2023 Fiscal Year Final Research Report

• Project/Area Number: 20K07365
• Research Category: Grant-in-Aid for Scientific Research (C)
• Allocation Type: Multi-year Fund
• Section: 一般
• Review Section: Basic Section 49010:Pathological biochemistry-related
• Research Institution: Kyushu University of Health and Welfare
• Principal Investigator: Kimura Hiroaki 九州保健福祉大学, 薬学部, 教授 (70593622)
• Project Period (FY): 2020-04-01 – 2024-03-31
• Keywords: 免疫プロテアソーム / LMP2 / LMP7 / 非アルコール性脂肪性肝炎 / NASH / 炎症

Outline of Final Research Achievements

The goal of the study is to unveil the role of the immunoproteasome enzyme subunits, LMP2 and LMP7 in the pathogenesis of non-alcoholic steatohepatitis (NASH). We used LMP2 and LMP7 knockout mice, because the enzymatic activity between LMP2 and LMP7 is different. When we induced NASH in the mice, we found differences of the disease grade between those mice. LMP7 had promotive role in the early stage of the NASH pathogenesis. On the other hand, LMP2 had protective role in the early stage of the NASH pathogenesis. Both mice developed similar level of staeatosis and mononuclear cell (MNCs) infiltrations. However, the population of MNCs seemed different. The detail of the population should be identified. We assessed if the immunoproteasome influences lipid accumulation in hepatocytes in vitro using inhibitors and gene-knokckout technology.

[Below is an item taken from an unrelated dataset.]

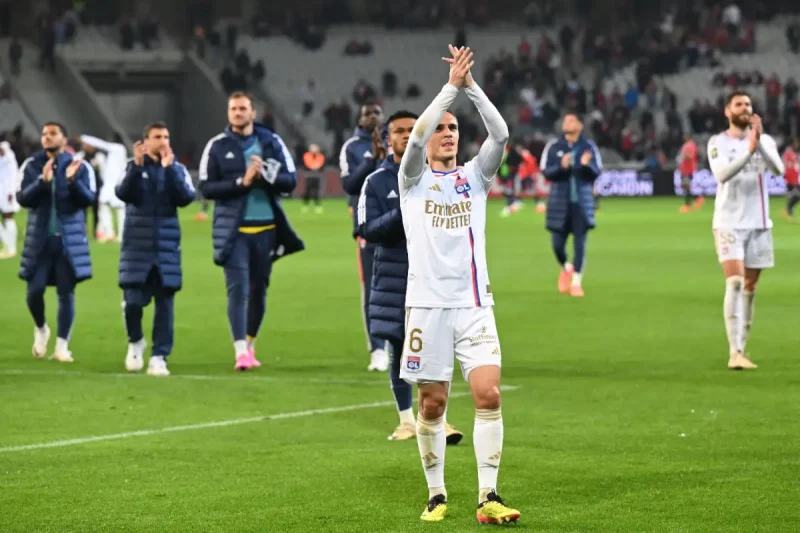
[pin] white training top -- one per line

How ever we found the immunoprotesome didn't influence the accumulation.

Free Research Field

内分泌学・炎症・免疫学

Academic Significance and Societal Importance of the Research Achievements

我々の結果は、学術的にはおもしろい発見であるといえる。以前に橋本病モデルでも得られたのだが、LMP2とLMP7の役割が正反対であった。これらの分子は、プロテアソームに組み込まれる前に前駆体として存在し、自身の酵素活性で自己切断する。つまり、プロテアソームに組み込まれる前にも酵素活性を持っていることから何かしらユニークな制御があると考えられる。また、社会的にも、貢献できる可能性がある。LMP7がNASH発症に誘導的に働くことから、予防として阻害剤の利用が可能かどうか調べることによって、新規予防/治療法の可能性を見出したと言える。